We are introducing a new category on our blog: personal notes of our colleagues from AdTech Holding who share their fresh ideas on business approaches and development processes.
Today, we are publishing notes of Alexey Pilov, the Team Lead of the AdTech Product Team. Their value is that they unveil an alternative view on problems that product, management, and support teams regularly face.
Sometimes, team leaders, project managers, and other team members struggle to solve various persistent issues. However, they keep failing to find efficient and straightforward solutions. Alexey suggests another approach: what if the issue does not require to be solved and can be implemented into the business process smoothly instead?
This is what is behind Alexey’s provocative statement, ‘Not every problem is a problem’. To show what this approach is about, he shared three real-life examples from his team’s experience.
Teams often spend plenty of time on task grooming or planning. However, in the end, they still don’t have enough time to finish everything planned within a sprint. An opposite problem arises when all the tasks are completed, and most of the team idles until a sprint ends.
The first thought coming to mind is that you need to learn some planning techniques. However, it’s not always the optimal solution.
In some cases, you do need to plan a sprint very scrupulously. For example, it is essential when there is a very harsh deadline set for business reasons.
Still, the experience shows that accurate planning is often premised on a cargo cult. In other words, people do it because everyone does — but rarely consider the real motivation for this planning.
The best way to determine the workflow correctly is to consider a situation when your sprint plans were not accomplished on time and imagine the possible consequences. You might have two possible answers:
Sometimes, failing to meet the deadline might result in more severe consequences. When a task is related to changes required by a new law, or when, for instance, we need to switch to the new API version before the previous API is disabled.
There also might be a situation where you can schedule a relatively large number of tasks, keeping in mind that some of them will definitely be completed while some might be postponed for a later sprint.
Today, the world is too changeable to be sure that even your next week’s plans will be realized.
Briefly, the problem lies in the communication between a team and the customer. And it doesn’t relate to only developers or service teams. For example, such an issue often arises when a customer support department forces a client to fill in an extensive detailed contact form.
So, the root of the problem is that a customer needs a team to perform a task but doesn’t specify many details. However, my experience shows that only a tiny percentage of clients come with a fully-structured and clear task, with all nuances and specifications described in professional language.
In most cases, a task looks approximately like this:
— Hello, I need to add Paypal payments to my app. Please, do your best.
Such a task requires much time to analyze and groom it.
What we need to admit is that it is not an issue but a norm. All a customer needs is the solution to his problem — and the precise wording of his problem is enough.
However, many teams tend to complicate interaction with a client, for example:
It can be, for example, making them choose a topic of their request. Such a measure is supposed to simplify contact routing between the teams but usually results in an inconvenience for a customer.

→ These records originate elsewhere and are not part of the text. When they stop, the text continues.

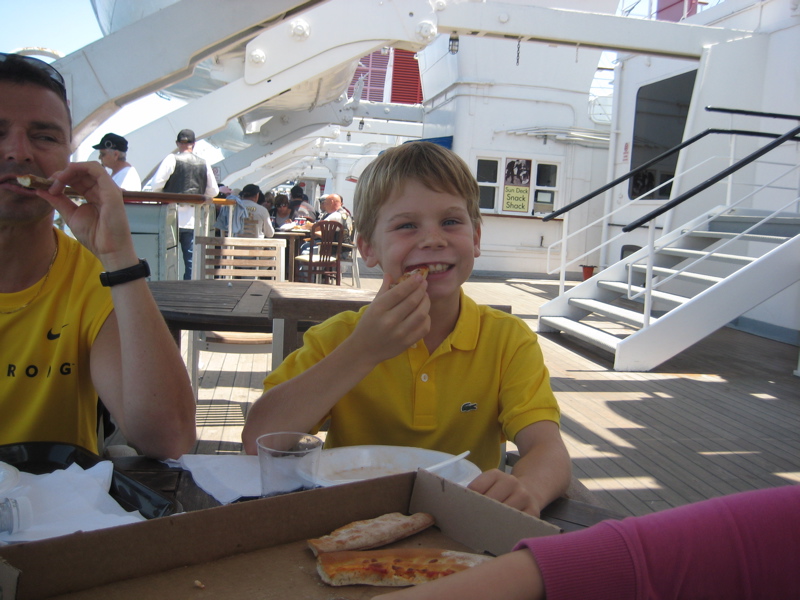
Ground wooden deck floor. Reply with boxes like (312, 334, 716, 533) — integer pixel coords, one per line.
(190, 267, 800, 517)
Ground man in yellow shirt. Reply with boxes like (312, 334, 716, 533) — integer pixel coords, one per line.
(0, 53, 195, 459)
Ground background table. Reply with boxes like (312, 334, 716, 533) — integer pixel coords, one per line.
(149, 279, 377, 363)
(273, 230, 310, 281)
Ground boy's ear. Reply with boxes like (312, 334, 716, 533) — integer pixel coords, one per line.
(473, 222, 482, 258)
(357, 236, 380, 268)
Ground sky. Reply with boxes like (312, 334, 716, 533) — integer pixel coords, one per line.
(1, 0, 183, 162)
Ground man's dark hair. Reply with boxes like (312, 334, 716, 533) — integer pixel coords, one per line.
(290, 185, 304, 199)
(241, 183, 261, 199)
(0, 53, 71, 126)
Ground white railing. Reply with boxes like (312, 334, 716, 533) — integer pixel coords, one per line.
(627, 163, 800, 299)
(545, 154, 728, 293)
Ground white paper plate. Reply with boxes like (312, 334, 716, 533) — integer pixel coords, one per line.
(0, 461, 20, 494)
(316, 445, 481, 487)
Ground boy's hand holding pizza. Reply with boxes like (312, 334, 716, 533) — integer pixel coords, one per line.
(349, 271, 431, 364)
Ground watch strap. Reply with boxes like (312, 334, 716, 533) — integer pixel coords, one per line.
(99, 259, 151, 287)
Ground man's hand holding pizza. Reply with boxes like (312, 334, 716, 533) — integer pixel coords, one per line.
(33, 162, 138, 271)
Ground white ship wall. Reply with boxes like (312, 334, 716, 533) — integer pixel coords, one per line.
(607, 0, 800, 341)
(418, 33, 611, 275)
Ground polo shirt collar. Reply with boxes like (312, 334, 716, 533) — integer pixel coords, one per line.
(441, 289, 480, 353)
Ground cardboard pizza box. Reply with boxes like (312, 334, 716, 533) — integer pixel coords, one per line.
(0, 470, 559, 600)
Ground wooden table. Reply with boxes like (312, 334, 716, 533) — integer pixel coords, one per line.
(273, 230, 310, 281)
(149, 279, 376, 364)
(111, 456, 622, 531)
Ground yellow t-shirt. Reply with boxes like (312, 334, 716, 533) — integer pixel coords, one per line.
(263, 290, 560, 471)
(0, 229, 113, 453)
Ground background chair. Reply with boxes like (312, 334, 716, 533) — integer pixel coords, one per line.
(340, 229, 361, 288)
(187, 236, 286, 395)
(293, 221, 344, 285)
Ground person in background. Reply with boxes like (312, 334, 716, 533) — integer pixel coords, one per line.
(261, 190, 275, 214)
(93, 133, 141, 191)
(289, 184, 316, 222)
(316, 193, 353, 243)
(297, 193, 354, 256)
(239, 184, 274, 238)
(148, 128, 218, 279)
(273, 194, 295, 228)
(375, 485, 800, 600)
(0, 52, 195, 459)
(242, 142, 571, 516)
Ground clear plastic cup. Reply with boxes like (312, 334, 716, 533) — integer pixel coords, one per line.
(256, 432, 322, 497)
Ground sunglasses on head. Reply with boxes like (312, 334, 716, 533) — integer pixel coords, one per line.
(0, 52, 67, 100)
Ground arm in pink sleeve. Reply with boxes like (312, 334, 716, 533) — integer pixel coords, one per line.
(514, 485, 800, 600)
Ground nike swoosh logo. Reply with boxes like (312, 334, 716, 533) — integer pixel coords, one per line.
(47, 325, 67, 340)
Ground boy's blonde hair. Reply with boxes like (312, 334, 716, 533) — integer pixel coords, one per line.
(353, 142, 482, 242)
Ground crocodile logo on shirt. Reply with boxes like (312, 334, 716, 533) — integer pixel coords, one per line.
(460, 402, 478, 413)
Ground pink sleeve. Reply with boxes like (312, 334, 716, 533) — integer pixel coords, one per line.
(514, 485, 800, 600)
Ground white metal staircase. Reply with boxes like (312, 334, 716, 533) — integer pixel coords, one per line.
(538, 206, 800, 371)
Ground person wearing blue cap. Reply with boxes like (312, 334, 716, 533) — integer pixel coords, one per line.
(93, 133, 141, 191)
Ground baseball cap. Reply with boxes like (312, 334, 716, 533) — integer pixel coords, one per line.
(176, 129, 196, 143)
(92, 133, 128, 152)
(240, 184, 261, 198)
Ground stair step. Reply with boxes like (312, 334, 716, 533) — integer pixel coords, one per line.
(539, 316, 620, 354)
(628, 265, 723, 285)
(686, 230, 790, 244)
(658, 247, 755, 266)
(569, 298, 652, 328)
(598, 280, 690, 307)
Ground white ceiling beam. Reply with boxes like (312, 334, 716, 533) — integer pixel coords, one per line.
(55, 0, 326, 142)
(435, 2, 753, 60)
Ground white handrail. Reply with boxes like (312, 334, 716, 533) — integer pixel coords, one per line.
(547, 155, 726, 294)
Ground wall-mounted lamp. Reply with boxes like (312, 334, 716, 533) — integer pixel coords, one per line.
(346, 131, 351, 142)
(449, 32, 459, 55)
(358, 119, 365, 131)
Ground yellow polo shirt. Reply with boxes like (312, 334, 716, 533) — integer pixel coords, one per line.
(263, 290, 560, 471)
(0, 229, 113, 453)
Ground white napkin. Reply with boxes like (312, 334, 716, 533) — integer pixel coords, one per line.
(0, 462, 145, 544)
(166, 455, 260, 504)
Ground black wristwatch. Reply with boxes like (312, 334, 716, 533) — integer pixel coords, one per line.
(100, 259, 151, 287)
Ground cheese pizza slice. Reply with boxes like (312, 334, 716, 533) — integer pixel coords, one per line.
(316, 547, 493, 587)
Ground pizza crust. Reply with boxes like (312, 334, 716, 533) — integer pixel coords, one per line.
(316, 548, 493, 587)
(16, 174, 79, 196)
(16, 174, 52, 190)
(308, 512, 435, 556)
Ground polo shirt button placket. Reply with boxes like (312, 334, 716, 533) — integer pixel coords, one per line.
(421, 373, 429, 382)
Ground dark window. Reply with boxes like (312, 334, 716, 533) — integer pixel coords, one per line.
(479, 186, 496, 209)
(477, 159, 498, 183)
(536, 164, 557, 188)
(629, 70, 697, 200)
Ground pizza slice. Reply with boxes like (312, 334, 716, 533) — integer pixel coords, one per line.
(16, 174, 79, 196)
(389, 265, 430, 289)
(316, 547, 493, 587)
(308, 512, 435, 556)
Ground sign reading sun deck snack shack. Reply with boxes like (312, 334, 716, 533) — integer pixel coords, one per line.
(503, 158, 532, 213)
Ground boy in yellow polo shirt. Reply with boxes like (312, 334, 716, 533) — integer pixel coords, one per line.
(242, 142, 571, 516)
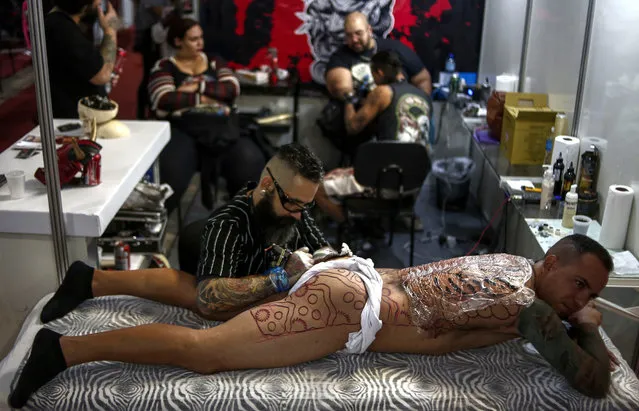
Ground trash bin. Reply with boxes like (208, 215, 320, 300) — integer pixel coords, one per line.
(431, 157, 475, 211)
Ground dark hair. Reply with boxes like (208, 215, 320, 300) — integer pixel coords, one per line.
(371, 50, 402, 84)
(546, 234, 614, 272)
(167, 17, 199, 48)
(276, 143, 324, 183)
(55, 0, 93, 15)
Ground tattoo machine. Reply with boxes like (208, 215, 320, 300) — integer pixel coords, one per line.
(402, 254, 535, 332)
(264, 244, 292, 268)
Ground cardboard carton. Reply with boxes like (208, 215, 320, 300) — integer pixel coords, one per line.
(500, 93, 558, 165)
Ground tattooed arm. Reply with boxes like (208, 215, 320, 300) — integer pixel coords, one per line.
(90, 2, 119, 85)
(517, 299, 610, 398)
(196, 245, 313, 317)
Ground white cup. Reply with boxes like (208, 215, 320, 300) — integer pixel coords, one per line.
(572, 215, 592, 235)
(6, 170, 26, 199)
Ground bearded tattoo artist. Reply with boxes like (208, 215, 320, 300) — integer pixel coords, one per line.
(38, 143, 340, 325)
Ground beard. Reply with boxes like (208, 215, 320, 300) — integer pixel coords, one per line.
(253, 192, 297, 246)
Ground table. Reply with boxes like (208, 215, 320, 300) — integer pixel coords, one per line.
(0, 119, 170, 357)
(459, 109, 639, 366)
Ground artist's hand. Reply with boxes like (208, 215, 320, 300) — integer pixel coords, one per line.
(284, 247, 314, 277)
(569, 303, 602, 327)
(312, 246, 341, 263)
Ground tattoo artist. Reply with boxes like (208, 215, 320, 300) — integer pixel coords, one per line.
(40, 143, 343, 324)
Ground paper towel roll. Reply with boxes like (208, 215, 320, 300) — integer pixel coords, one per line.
(496, 74, 518, 92)
(599, 185, 635, 249)
(551, 136, 580, 170)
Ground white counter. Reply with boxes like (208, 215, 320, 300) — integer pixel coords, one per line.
(0, 119, 170, 357)
(0, 120, 170, 237)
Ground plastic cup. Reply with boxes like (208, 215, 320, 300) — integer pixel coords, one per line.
(572, 215, 592, 235)
(6, 170, 25, 199)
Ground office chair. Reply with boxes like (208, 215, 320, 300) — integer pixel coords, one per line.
(339, 141, 431, 266)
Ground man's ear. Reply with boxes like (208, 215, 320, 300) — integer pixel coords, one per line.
(259, 175, 272, 191)
(543, 254, 558, 272)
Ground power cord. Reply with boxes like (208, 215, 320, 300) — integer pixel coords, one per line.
(466, 195, 511, 256)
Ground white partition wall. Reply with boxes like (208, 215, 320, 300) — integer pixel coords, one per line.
(578, 0, 639, 256)
(523, 0, 589, 125)
(477, 0, 527, 87)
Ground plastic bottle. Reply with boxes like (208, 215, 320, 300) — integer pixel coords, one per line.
(552, 153, 564, 197)
(445, 53, 456, 73)
(561, 162, 576, 200)
(562, 184, 578, 228)
(543, 126, 555, 165)
(540, 165, 554, 211)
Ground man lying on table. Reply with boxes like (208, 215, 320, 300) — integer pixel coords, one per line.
(10, 234, 618, 407)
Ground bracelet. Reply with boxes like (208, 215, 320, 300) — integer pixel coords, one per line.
(266, 266, 290, 293)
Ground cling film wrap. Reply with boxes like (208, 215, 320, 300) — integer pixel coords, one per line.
(402, 254, 536, 331)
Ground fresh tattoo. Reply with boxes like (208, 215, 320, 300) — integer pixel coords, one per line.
(517, 299, 610, 398)
(250, 269, 365, 338)
(400, 254, 534, 337)
(196, 276, 276, 315)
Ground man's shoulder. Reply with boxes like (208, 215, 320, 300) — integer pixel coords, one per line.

The tricky part is that such an approach does not make the team’s life much easier, too. If a client does not know the required details or has no desire to spend much time filling out a form, the team will still receive a shambolic task description created with the only aim: to finally start or continue the process.
The reason is that it is you who needs a task, not your client. Thus, creating a precise task with all the necessary details and specifications is your duty.
Instead of considering new requirements for a client, it is often easier and more efficient to spend it on communication throughout the whole working process. It might seem to be more complicated, but in fact, you will only benefit from it:
This one became actual for us after AdTech Holding began to expand and open new offices in different parts of the world. Before, we had no issues with synchronization: everyone started and finished working, had lunch, and left for a weekend at the same time.
So, our team became highly geographically dispersed, and it made a significant impact on synchronizing. Different time zones and local holidays changed the usual workflow, with very tight cooperation between all team members, where the consistent schedule helped a lot.
We did not want to refuse our standard synchronization habits at first and started considering various ideas. For example, we tried to move working hours or reschedule holidays and spent hours considering how to synchronize all the team members again.
In the end, we concluded that it was much easier to admit that every team member lives according to their local time and there is no necessity to change it.
Such a fresh approach proved to have its advantages soon. Now, our overall working hours cover a much larger time span, which allows reacting to incidents and customers’ requests quicker than before.
In all three cases, we tried to solve a problem that was not easily manageable — or was not a problem at all after a look at another angle. What we got from it is new opportunities — and no more fighting against windmills.